Menurut MPR sendiri, dasar pemikiran yang melatarbelakangi dilakukannya perubahan UUD 1945 antara lain:[2]

1. UUD 1945 membentuk struktur ketatanegaraan yang bertumpu pada kekuasaan tertinggi di tangan MPR yang sepenuhnya melaksanakan kedaulatan rakyat.

2. UUD 1945 memberikan kekuasaan yang sangat besar kepada pemegang kekuasaan eksekutif (Presiden).

3. UUD 1945 mengandung pasal-pasal yang terlalu “luwes” sehingga dapat menimbulkan lebih dari satu tafsiran (multitafsir).

4. UUD 1945 terlalu banyak memberikan kewenangan kepada kekuasaan Presiden untuk mengatur hal-hal penting dengan undang-undang.

5. Rumusan UUD 1945 tentang semangat penyelenggara negara belum cukup didukung ketentuan konstitusi yang memuat aturan dasar tentang kehidupan yang demokratis, supremasi hukum, pemberdayaan rakyat, penghormatan HAM, dan otonomi daerah.

Adapun contoh-contoh konkret yang menunjukkan ketiadaan aturan yang jelas, seperti: [3]
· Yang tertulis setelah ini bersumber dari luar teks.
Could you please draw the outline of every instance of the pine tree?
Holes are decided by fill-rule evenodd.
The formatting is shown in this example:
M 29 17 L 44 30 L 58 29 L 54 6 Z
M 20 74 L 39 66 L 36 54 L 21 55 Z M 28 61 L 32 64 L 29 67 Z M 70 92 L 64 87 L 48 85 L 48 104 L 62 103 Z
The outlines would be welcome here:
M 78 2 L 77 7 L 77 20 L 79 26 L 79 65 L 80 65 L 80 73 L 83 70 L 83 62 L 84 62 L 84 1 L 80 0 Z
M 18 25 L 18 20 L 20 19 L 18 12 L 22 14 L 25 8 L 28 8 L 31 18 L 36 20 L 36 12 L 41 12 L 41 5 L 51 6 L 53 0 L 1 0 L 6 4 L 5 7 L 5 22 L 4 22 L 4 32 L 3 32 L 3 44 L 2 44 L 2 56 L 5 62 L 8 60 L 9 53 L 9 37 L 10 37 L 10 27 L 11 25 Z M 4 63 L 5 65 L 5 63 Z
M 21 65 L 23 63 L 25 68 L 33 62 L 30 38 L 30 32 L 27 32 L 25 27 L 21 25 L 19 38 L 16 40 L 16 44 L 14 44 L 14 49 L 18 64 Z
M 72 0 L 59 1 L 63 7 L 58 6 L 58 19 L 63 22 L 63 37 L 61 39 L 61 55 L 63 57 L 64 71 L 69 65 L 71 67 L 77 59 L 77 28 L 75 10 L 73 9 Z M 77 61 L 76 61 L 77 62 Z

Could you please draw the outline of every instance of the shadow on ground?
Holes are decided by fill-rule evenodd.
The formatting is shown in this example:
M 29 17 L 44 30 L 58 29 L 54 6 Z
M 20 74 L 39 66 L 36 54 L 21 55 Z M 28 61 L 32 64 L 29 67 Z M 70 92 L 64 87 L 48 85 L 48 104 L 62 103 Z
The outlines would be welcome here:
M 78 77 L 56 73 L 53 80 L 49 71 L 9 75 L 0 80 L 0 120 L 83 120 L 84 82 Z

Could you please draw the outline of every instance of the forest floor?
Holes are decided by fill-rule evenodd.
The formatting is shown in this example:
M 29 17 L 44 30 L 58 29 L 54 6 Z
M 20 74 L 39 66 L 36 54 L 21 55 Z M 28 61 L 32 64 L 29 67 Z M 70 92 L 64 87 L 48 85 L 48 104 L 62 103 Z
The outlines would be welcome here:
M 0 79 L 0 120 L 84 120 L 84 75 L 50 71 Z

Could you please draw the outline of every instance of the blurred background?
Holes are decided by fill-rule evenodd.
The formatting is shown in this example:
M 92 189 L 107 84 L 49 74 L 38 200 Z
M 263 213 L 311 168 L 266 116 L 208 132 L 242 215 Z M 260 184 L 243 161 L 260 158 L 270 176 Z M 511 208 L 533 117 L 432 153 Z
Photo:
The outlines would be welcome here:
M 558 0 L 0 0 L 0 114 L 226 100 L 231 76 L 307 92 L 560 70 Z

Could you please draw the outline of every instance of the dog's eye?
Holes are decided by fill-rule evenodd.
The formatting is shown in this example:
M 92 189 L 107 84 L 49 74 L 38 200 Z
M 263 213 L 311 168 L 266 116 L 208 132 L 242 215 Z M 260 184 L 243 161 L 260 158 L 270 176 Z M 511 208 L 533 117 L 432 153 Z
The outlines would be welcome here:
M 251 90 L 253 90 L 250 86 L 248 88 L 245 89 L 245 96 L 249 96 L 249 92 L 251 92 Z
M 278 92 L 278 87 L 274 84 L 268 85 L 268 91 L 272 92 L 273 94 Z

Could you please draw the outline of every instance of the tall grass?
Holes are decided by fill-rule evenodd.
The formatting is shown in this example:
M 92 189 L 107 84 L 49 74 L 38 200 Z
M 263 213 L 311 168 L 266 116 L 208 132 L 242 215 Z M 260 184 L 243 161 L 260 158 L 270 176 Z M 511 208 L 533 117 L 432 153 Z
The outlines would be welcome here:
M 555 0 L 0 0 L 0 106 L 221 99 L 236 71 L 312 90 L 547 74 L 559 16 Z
  1. Tidak adanya saling mengawasi dan saling mengimbangi (checks and balances) antarlembaga Negara dan kekuasaan terpusat pada Presiden.
  2. Infrastruktur politik yang dibentuk, antara lain partai politik dan organisasi masyarakat, kurang mempunyai kebebasan berekspresi sehingga tidak dapat berfungsi sebagaimana mestinya.
  3. Pemilihan umum (pemilu) diselenggarakan untuk memenuhi persyaratan demokrasi formal karena seluruh proses dan tahapan pelaksanaannya dikuasai pemerintah.
  4. Kesejahteraan sosial berdasarkan Pasal 33 UUD 1945 tidak tercapai, justru yang berkembang adalah sistem monopoli, oligopoli, dan monopsoni.

Atas dasar berbagai alasan itulah kemudian mendorong MPR melakukan perubahan terhadap UUD 1945. Perubahan terhadap UUD 1945 menjadi kata kunci untuk melakukan perubahan terhadap berbagai aspek kehidupan ketatanegaraan, hukum, politik, sosial, budaya, ekonomi, dan lain-lain. Hal ini beralasan karena UUD 1945 sebagai landasan tertinggi dalam kehidupan bermasyarakat, berbangsa, dan bernegara. Dengan kata lain, untuk melakukan perubahan berbagai aspek kehidupan tersebut harus dimulai dari landasan utamanya, yaitu UUD 1945 sendiri.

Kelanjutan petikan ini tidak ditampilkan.